1412852 - Structured clone of WebAssembly.Memory objects with shared memory

Status: RESOLVED FIXED

(Core :: JavaScript Engine, enhancement, P1)

Description

[Lars T Hansen [:lth]]

Closely related to 1312817 (posting WebAssembly.Module).

It is necessary to be able to post a WebAssembly.Memory in order to share memory among multiple instances (in multiple agents) of the same Module, cf the threads proposal.

Comment 1

[Lars T Hansen [:lth]]

Attachment: Smoke test

Comment 2

[Lars T Hansen [:lth]]

No DOM interaction required at all for this.

Comment 3

[Lars T Hansen [:lth]]

Attachment: bug1412852-structured-clone-wasm-shared-memory-object.patch

Structured cloning for Wasm memory objects with shared memory.  The only tricky bit here is that since a SARB can now grow we need to serialize the (constant) length of the SAB when cloning it, so that it is properly preserved.

Comment 4

[Lars T Hansen [:lth]]

Attachment: bug1412852-structured-clone-wasm-shared-memory-tests.patch

Test cases for ditto.

In addition to these there's the attachment on this bug called 'smoke test' which could go into the WPT, or, if we can get a reasonable Worker/postMessage abstraction into the shell (as I hope), I'll make a shell version of that available.

Comment 5

[Lars T Hansen [:lth]]

Attachment: bug1412852-wasm-shared-memory-effects.patch

The smoke test as a single program for JS shell workers (not tested yet; for safekeeping).

Comment 6

[Lars T Hansen [:lth]]

Attachment: bug1412852-sab-mailbox-carries-length.patch

We actually have two cloning mechanisms for SAB: StructuredClone, and the SAB mailbox in the JS shell.  The latter has been preserving only the SharedArrayRawBuffer but also needs to preserve the length, now that the length is stored in the SharedArrayBuffer object itself - analogous to the change in StructuredClone.

Comment 7

[Luke Wagner [:luke]]

Comment on attachment 8925900 [details] [diff] [review]
bug1412852-structured-clone-wasm-shared-memory-object.patch

Review of attachment 8925900 [details] [diff] [review]:
-----------------------------------------------------------------

Logically it makes sense, but probably you should have an experienced StructuredClone.cpp reviewer.

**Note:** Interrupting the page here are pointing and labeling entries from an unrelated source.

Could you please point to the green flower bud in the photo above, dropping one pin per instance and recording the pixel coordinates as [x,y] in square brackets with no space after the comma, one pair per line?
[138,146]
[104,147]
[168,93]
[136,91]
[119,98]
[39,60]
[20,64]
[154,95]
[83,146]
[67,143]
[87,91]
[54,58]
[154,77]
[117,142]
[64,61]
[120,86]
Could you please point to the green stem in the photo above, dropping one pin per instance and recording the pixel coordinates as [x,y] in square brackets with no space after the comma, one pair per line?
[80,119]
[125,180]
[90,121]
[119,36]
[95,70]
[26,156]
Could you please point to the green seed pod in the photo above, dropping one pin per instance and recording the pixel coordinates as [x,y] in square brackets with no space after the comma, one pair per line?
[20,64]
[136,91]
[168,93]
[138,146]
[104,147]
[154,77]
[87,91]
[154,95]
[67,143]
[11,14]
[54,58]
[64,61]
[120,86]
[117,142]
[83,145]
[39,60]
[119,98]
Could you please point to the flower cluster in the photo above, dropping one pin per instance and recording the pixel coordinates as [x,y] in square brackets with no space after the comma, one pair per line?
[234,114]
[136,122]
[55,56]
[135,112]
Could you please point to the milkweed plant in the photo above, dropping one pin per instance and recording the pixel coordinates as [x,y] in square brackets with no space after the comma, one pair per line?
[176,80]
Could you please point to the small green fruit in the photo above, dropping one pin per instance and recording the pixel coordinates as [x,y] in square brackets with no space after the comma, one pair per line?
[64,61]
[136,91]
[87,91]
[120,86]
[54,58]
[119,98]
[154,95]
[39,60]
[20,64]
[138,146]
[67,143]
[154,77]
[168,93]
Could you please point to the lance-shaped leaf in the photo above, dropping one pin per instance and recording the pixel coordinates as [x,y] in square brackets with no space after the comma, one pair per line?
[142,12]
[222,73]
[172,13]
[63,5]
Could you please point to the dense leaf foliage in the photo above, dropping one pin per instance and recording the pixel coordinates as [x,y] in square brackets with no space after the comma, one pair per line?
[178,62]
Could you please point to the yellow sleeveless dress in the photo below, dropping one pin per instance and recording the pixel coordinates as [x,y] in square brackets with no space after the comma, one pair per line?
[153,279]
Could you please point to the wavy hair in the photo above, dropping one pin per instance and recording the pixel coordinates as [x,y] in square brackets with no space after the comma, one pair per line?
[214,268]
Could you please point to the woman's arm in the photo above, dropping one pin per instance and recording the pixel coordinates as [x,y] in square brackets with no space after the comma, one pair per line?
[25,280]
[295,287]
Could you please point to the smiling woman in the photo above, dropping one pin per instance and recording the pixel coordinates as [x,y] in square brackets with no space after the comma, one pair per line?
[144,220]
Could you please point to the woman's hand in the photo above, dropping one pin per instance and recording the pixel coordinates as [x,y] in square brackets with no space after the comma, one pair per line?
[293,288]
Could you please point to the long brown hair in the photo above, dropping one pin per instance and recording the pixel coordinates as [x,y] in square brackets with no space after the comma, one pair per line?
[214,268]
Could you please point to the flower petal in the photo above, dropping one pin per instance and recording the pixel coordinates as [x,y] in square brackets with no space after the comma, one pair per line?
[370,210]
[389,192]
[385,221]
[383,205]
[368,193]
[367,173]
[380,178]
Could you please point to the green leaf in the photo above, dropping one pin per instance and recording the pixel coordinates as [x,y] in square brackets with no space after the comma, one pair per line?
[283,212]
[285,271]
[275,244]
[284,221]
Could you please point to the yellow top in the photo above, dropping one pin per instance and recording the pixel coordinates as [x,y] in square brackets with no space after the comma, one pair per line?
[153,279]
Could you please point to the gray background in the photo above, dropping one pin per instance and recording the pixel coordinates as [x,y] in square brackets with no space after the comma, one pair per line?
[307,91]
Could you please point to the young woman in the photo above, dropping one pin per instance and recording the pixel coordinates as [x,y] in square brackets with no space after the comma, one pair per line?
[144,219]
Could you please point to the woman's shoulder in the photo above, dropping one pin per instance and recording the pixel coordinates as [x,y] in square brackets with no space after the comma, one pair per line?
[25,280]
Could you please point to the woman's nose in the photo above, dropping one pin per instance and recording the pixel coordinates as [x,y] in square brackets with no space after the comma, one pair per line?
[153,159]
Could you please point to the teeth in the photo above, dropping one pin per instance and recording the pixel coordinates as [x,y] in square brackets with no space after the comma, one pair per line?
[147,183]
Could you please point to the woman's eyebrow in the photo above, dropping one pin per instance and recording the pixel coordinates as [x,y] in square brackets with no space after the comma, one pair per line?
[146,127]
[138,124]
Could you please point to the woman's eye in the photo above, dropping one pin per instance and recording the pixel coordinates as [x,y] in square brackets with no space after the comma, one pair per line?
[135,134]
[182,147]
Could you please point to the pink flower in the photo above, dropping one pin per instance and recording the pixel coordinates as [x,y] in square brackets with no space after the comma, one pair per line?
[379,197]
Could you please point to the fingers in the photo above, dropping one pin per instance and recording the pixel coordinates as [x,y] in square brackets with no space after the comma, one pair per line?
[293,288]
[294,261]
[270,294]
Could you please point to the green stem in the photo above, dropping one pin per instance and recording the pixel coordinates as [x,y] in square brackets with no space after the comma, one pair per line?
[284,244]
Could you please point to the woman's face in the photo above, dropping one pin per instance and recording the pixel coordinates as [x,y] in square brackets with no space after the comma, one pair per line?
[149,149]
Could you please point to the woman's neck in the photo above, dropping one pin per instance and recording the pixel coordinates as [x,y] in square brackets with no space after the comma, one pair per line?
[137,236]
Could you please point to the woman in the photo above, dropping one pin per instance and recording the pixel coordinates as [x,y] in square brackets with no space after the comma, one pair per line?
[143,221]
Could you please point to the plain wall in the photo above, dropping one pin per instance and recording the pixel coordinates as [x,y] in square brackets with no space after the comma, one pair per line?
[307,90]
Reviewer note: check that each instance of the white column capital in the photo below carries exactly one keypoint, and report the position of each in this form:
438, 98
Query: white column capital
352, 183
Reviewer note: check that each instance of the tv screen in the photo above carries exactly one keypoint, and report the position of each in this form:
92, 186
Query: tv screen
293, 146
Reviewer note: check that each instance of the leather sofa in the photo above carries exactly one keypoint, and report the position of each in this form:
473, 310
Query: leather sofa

::: js/src/vm/StructuredClone.cpp
@@ +1264,2 @@
>      return out.writePair(SCTAG_SHARED_ARRAY_BUFFER_OBJECT, static_cast<uint32_t>(sizeof(p))) &&
> +           out.writeBytes(&byteLength, sizeof(byteLength)) &&

Presumably a SAB can't be serialized into IDB and thus we are not changing a serialization format here that requires a version bump?

Comment 8

[Luke Wagner [:luke]]

Comment on attachment 8925900 [details] [diff] [review]
bug1412852-structured-clone-wasm-shared-memory-object.patch

Review of attachment 8925900 [details] [diff] [review]:
-----------------------------------------------------------------

::: js/src/jsfriendapi.h
@@ +2260,5 @@
> +/**
> + * Return true if obj is a WasmMemoryObject that holds shared memory.
> + */
> +extern JS_FRIEND_API(bool)
> +JS_IsSharedWasmMemoryObject(JSObject* obj);

Oh, also, it looks like this is only used in StructuredClone.cpp which is I think statically linked so this doesn't need to be a JS_FRIEND_API and a plain wasm::IsSharedMemoryObject() would do fine.

Comment 9

[Luke Wagner [:luke]]

Comment on attachment 8926429 [details] [diff] [review]
bug1412852-sab-mailbox-carries-length.patch

Review of attachment 8926429 [details] [diff] [review]:
-----------------------------------------------------------------

::: js/src/shell/js.cpp
@@ +5557,5 @@
> +static struct {
> +    Mutex*                lock;
> +    SharedArrayRawBuffer* buffer;
> +    uint32_t              length;
> +} sharedArrayBufferMailbox;

How about an ExclusiveData?

@@ +5583,5 @@
>      JSObject* newObj = nullptr;
>  
>      {
> +        sharedArrayBufferMailbox.lock->lock();
> +        auto unlockMailbox = MakeScopeExit([]() { sharedArrayBufferMailbox.lock->unlock(); });

.. which would also allow an 'auto lock = sharedArrayBufferMailbox.lock()' here to take care of unlock.

Comment 10

[Lars T Hansen [:lth]]

(In reply to Luke Wagner [:luke] from comment #7)
> Comment on attachment 8925900 [details] [diff] [review]
> bug1412852-structured-clone-wasm-shared-memory-object.patch
> 
> Review of attachment 8925900 [details] [diff] [review]:
> -----------------------------------------------------------------
> 
> ::: js/src/vm/StructuredClone.cpp
> @@ +1264,2 @@
> >      return out.writePair(SCTAG_SHARED_ARRAY_BUFFER_OBJECT, static_cast<uint32_t>(sizeof(p))) &&
> > +           out.writeBytes(&byteLength, sizeof(byteLength)) &&
> 
> Presumably a SAB can't be serialized into IDB and thus we are not changing a
> serialization format here that requires a version bump?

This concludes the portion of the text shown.